掌事太监双手捧着奏折,躬身小步快走至御案前,深埋着头,将折子递了上去。
圣上垂眸看了眼那两封奏折,先拆了左边那封,展开细看。
忠顺王的眼神落在那纸页的边角上,指间不自觉蜷了蜷。
那是一封从扬州来的密奏。
圣上看的极慢,目光从左至右,来回瞧了两遍。殿中静极了,忠顺王站着,只觉得一股凉意顺着骨头往上爬。
终于,圣上将手中奏折放在了桌案上。
忠顺王的心也跟着落下去些。
下一瞬,圣上又将另一封奏折拆开。这一封比方才那封要厚上许多,封套上写着“粤海”二字。
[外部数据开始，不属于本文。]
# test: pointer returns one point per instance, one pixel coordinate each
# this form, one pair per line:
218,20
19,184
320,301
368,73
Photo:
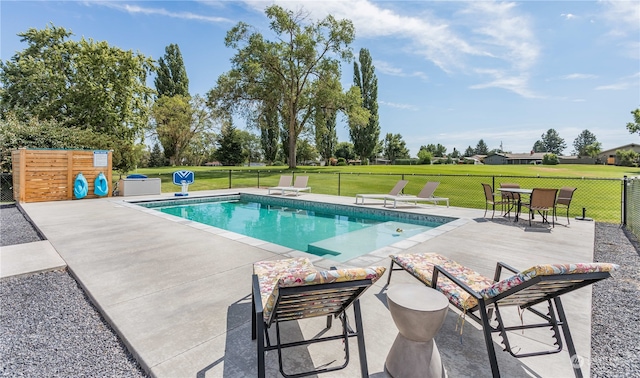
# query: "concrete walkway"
178,293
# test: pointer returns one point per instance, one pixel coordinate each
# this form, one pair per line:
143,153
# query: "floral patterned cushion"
300,272
421,266
544,270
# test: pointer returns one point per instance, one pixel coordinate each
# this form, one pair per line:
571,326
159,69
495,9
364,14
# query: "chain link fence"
632,208
601,199
6,188
598,198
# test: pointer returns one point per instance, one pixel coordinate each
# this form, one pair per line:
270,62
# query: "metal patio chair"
479,297
564,199
490,199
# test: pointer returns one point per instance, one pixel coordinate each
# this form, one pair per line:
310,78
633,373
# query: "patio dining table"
519,191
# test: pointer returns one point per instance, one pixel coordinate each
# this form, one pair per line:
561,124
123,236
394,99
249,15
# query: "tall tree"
326,136
156,157
81,84
538,146
269,133
469,151
229,145
551,142
634,127
172,77
481,148
584,139
365,138
289,68
178,119
395,147
345,150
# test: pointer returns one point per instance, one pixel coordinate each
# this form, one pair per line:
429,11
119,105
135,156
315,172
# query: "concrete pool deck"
179,294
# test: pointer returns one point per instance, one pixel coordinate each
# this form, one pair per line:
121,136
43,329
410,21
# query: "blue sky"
449,72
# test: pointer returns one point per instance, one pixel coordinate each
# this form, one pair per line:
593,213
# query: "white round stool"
419,312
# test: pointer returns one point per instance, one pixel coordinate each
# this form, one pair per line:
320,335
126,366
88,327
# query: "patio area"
178,293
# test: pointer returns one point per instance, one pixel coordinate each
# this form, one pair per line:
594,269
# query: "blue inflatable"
80,186
100,186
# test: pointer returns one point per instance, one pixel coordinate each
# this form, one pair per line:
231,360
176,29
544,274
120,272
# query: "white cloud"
399,106
494,32
623,15
135,9
388,69
578,76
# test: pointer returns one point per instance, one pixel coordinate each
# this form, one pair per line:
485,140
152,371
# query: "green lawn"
599,186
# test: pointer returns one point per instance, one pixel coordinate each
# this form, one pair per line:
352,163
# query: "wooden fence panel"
48,175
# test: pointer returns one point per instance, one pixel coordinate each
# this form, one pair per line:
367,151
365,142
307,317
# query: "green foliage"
481,148
345,150
634,127
306,152
365,138
585,139
628,158
326,136
229,150
550,142
172,77
395,148
33,133
250,146
156,158
178,119
550,159
80,85
593,149
469,151
406,162
296,73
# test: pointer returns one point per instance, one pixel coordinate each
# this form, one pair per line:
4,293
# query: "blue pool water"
339,237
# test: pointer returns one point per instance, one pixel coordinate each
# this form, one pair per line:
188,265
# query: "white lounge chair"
394,192
299,185
425,195
285,182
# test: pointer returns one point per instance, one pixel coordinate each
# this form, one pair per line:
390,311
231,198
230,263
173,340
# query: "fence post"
624,201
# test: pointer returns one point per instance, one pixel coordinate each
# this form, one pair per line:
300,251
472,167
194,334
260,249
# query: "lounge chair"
477,296
299,185
293,289
394,192
425,195
285,182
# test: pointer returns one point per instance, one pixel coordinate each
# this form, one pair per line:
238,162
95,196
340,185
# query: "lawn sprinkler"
183,179
584,215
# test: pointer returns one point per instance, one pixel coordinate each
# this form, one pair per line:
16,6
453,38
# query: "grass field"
599,187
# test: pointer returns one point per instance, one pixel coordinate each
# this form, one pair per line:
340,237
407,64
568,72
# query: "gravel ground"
615,351
49,328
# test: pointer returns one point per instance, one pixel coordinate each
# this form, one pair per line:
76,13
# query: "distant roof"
625,147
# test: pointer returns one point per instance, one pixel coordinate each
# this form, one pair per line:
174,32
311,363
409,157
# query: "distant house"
609,156
501,158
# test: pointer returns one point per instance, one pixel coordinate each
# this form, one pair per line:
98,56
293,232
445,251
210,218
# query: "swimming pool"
336,232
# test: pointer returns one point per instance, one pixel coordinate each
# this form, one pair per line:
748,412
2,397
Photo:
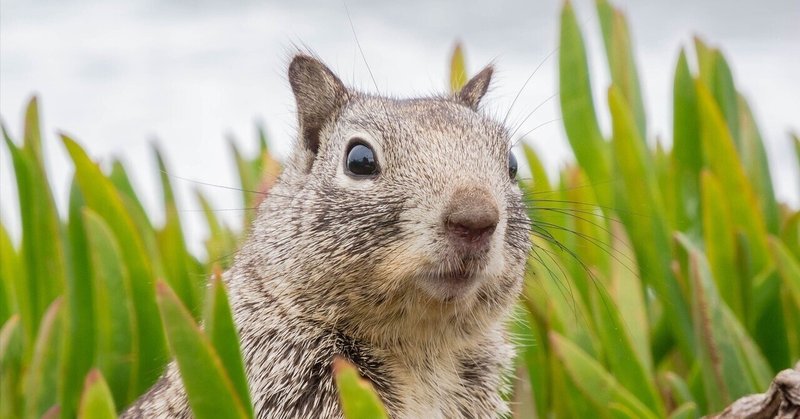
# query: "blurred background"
190,74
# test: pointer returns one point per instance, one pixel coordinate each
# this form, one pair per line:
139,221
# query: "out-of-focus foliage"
665,281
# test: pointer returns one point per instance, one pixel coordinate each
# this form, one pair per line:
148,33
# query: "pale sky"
117,75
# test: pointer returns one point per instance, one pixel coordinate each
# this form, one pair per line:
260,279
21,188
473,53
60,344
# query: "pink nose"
470,220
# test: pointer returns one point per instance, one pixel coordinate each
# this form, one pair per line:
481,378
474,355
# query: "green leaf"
78,351
592,380
208,387
118,346
577,106
221,243
9,275
41,249
720,243
358,398
96,400
687,156
722,159
679,390
458,69
222,333
645,221
756,165
619,54
102,198
175,258
627,291
625,363
789,269
11,364
724,372
41,381
533,355
685,411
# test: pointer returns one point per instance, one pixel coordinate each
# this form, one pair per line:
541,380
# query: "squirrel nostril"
470,219
470,232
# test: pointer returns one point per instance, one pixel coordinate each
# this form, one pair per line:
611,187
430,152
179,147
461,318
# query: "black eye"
512,166
361,160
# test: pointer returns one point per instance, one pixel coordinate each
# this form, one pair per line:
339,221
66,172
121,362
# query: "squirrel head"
395,219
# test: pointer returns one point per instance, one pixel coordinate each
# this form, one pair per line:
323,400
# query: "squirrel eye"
361,160
512,166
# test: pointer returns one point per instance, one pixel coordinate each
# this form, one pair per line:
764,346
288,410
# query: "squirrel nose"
470,219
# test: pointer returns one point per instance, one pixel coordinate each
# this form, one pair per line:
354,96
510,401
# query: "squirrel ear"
319,95
472,92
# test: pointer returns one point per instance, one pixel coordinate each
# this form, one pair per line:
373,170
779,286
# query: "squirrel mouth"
458,276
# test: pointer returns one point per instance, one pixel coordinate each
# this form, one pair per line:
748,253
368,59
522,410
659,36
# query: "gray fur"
359,267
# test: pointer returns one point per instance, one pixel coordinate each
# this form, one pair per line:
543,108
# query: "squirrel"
397,238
圣上看着,眉心慢慢皱起。原本毫无波澜的脸上,忽然有了些叫人看不分明的神采。
半晌后,将两封奏折并排放在了一处,目光不自觉地在两者之间来回瞅着。
忠顺王垂下头,只觉得御案后的视线,从折子上移到自己身上。就像是把刀,在自己身上刮过来又刮过去。
“抬起头来。”
圣上终于开口,声音温和:“你南下巡盐政去了多久?”
忠顺王只觉得那股凉意从脚底又爬了上来,连忙躬身:“回圣上,去岁九月奉旨出京,至今年三月回京复命,算起来前后六月有余。”
“六月有余。”圣上点了点头:“好长的差事。”
忠顺王拿不准这话的意思,只能顺着说:“臣愚钝,盐政事物繁杂,臣恐有疏漏,故而多费了些时日。”
“哦?”圣上忽然笑了一声:“多费了些时日。”
那笑声极轻,可落在忠顺王耳中,却像是惊雷般。膝盖一软,跪伏在地。
圣上声音陡然变冷,一字一句道:“朕让你巡盐政,你就是这么巡的?”
话音未落,一封奏折已经砸了下来,正中肩头,又落在地上。忠顺王朝前跪蹭了两步,将折子打开,只瞧了两眼,便脸色煞白,僵在地上。
折子上写的是扬州盐政贪墨实证,一笔一笔,清清楚楚,全在纸上。
而他的名字,在纸张最末。与已故盐政御史林如海的名字出现在一处……满是对比之词,悍然将自己比到了尘埃里。
其心歹毒啊……忠顺王内心震惊,竟然在折子里写上了林如海的名字,这是要治自己于死地!
还没顺过这口气,圣上的话又砸了下来:“盐税亏空三十万两,盐政地窖里的耗子比朕国库里的耗子还肥。朕的好弟弟,你替朕巡的好盐政!”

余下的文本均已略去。